After more than two years, a $4.2 million Falmouth mansion donated to the University of Maine Foundation is little more than an expensive meetinghouse.
The Portland Symphony Orchestra plans to use the mansion in summer 2009, and the foundation’s governing board meets in it on occasion. Aside from that, it has gone unused.
The foundation has no plans to liquidate the house and its property but is considering the possibility. Money from the mansion’s sale would likely fund a future scholarship.
The mansion was given to the UMaine Foundation in December 2006 by Eric and Peggy Cianchette with the desire that the university find a use for it.
The university has not asked the foundation to sell the mansion, but communication between both is close, according to Joe Carr, director of University Relations.

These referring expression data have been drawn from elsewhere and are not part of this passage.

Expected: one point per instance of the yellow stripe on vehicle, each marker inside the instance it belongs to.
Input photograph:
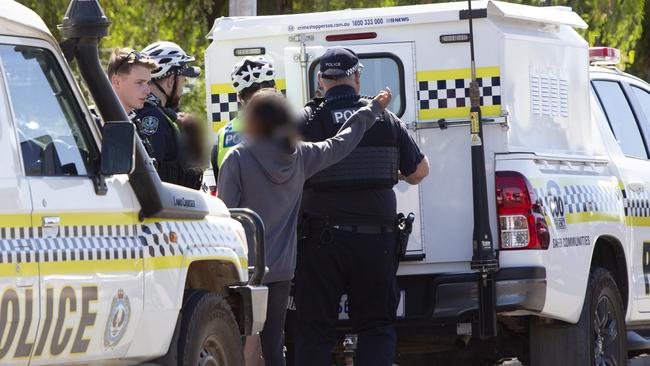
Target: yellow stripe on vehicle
(18, 269)
(15, 220)
(464, 73)
(90, 218)
(428, 114)
(106, 266)
(592, 216)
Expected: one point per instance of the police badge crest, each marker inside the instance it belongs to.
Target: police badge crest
(118, 319)
(149, 125)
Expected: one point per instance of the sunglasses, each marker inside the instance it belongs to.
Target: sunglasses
(137, 56)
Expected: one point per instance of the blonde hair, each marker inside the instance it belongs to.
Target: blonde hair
(124, 59)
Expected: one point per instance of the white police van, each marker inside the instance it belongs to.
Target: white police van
(567, 166)
(100, 262)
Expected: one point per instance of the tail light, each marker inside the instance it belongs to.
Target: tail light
(522, 224)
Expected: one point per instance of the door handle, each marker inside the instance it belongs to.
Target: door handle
(51, 225)
(636, 186)
(51, 221)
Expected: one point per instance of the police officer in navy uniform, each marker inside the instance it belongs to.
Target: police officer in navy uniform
(348, 243)
(175, 154)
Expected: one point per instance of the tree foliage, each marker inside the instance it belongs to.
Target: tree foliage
(136, 23)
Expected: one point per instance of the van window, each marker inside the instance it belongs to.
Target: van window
(620, 117)
(379, 71)
(53, 134)
(644, 99)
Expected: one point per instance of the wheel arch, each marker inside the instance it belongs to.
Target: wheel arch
(217, 276)
(608, 253)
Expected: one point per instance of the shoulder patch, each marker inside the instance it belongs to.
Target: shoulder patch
(149, 125)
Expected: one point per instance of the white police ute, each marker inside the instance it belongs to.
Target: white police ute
(101, 262)
(566, 156)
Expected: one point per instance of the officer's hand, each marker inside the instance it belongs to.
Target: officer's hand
(384, 97)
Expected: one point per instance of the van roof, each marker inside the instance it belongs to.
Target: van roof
(19, 20)
(274, 25)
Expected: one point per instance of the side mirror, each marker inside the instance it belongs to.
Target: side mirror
(118, 148)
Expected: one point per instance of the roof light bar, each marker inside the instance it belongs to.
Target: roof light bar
(604, 56)
(350, 36)
(250, 51)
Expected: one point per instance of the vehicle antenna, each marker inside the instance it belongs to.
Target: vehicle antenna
(484, 258)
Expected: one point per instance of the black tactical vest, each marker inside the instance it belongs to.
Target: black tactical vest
(177, 171)
(375, 161)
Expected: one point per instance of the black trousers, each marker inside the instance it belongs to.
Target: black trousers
(272, 336)
(361, 265)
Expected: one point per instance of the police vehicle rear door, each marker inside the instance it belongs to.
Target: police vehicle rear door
(385, 64)
(19, 280)
(91, 280)
(621, 104)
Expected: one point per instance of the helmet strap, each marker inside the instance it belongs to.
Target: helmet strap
(169, 102)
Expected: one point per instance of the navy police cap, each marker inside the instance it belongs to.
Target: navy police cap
(338, 62)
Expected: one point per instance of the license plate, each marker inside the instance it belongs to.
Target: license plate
(344, 307)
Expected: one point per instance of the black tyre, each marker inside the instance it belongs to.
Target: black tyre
(599, 337)
(209, 335)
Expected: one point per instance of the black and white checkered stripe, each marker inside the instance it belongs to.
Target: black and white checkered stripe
(225, 107)
(454, 93)
(591, 198)
(637, 204)
(79, 243)
(579, 198)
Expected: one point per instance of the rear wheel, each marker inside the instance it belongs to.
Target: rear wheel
(209, 335)
(599, 337)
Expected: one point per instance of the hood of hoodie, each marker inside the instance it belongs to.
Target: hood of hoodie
(277, 162)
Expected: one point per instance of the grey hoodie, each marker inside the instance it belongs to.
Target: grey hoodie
(265, 177)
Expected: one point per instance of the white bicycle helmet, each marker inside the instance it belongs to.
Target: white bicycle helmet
(170, 58)
(251, 70)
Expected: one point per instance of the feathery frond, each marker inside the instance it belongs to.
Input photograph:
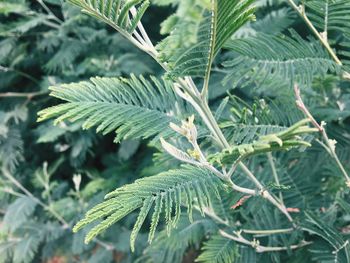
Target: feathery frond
(218, 249)
(223, 18)
(134, 108)
(116, 13)
(164, 192)
(292, 59)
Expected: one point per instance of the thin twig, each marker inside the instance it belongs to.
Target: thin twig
(301, 11)
(274, 173)
(256, 244)
(330, 144)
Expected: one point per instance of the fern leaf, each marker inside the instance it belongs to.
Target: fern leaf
(218, 250)
(337, 246)
(134, 108)
(171, 248)
(158, 189)
(329, 15)
(218, 24)
(116, 13)
(283, 140)
(264, 57)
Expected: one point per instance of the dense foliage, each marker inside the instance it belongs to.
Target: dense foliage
(230, 123)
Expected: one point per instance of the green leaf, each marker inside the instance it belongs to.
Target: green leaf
(218, 250)
(282, 58)
(116, 13)
(160, 190)
(134, 107)
(223, 18)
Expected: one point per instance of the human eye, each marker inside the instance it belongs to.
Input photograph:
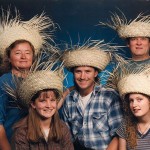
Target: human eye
(53, 99)
(17, 52)
(133, 39)
(28, 52)
(42, 100)
(139, 99)
(131, 101)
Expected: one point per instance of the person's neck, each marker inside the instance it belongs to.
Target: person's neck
(45, 123)
(140, 58)
(20, 72)
(144, 120)
(85, 92)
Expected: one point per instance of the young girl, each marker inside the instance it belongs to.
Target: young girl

“There’s regular contact between the foundation staff and leadership and the university,” Carr said.
The foundation’s governing board would make any decision regarding the mansion’s future.
“Our goal would be to use it – if we can – to satisfy the donors’ wishes,” said Amos Orcutt, president of the UMaine Foundation. Orcutt acknowledged the mansion’s liquidation would be advantageous for the university.
The mansion is the largest donation the foundation has received, and selling it would likely prove difficult in today’s housing market, which is part of the reason why the foundation is reluctant to do so. Another reason is the mansion satisfies the need for a permanent university presence in Southern Maine, according to Orcutt.
“The university really needs a facility in that neck of the woods,” Orcutt said.
The foundation hires a caretaker to maintain the mansion and pays approximately $25,000 per year in property taxes. It also pays $400 to $500 per month on electricity and keeps the house heated during the winter. None of the money covering the mansion comes from the university; it is all paid for with private gifts given to the foundation, Orcutt said.
Property donations are common in a negative economy because people are unable to afford houses and decide to give them to the foundation.
“We’re at that point now where people realize they don’t want to carry [their property],” Orcutt said.
Also, because of the sagging economy, the foundation will likely not receive its average $10 million in donations by the end of the fiscal year in June. Gifts are already down 30 percent, Orcutt said. The foundation received $6.2 million by the end of February.
“We’ll be lucky to hit $9 million this year,” Orcutt said.
The foundation’s purpose is to raise money for the university.
Falmouth has restricted the mansion’s use in the past to the foundation’s meetings, saying it can qualify as a “club,” and therefore its meetings are acceptable for the house because it is currently classified by Falmouth as a family dwelling. The foundation has been trying to get Falmouth to allow further conditional uses, such as meetings of the Falmouth School Board.
“We’ve had conversations with them for a better part of a year,” said Falmouth Town Manager Nathan Poore. The foundation “hasn’t done a lot with it.”
The Cianchettes both live next door to the mansion; neither are UMaine alumni.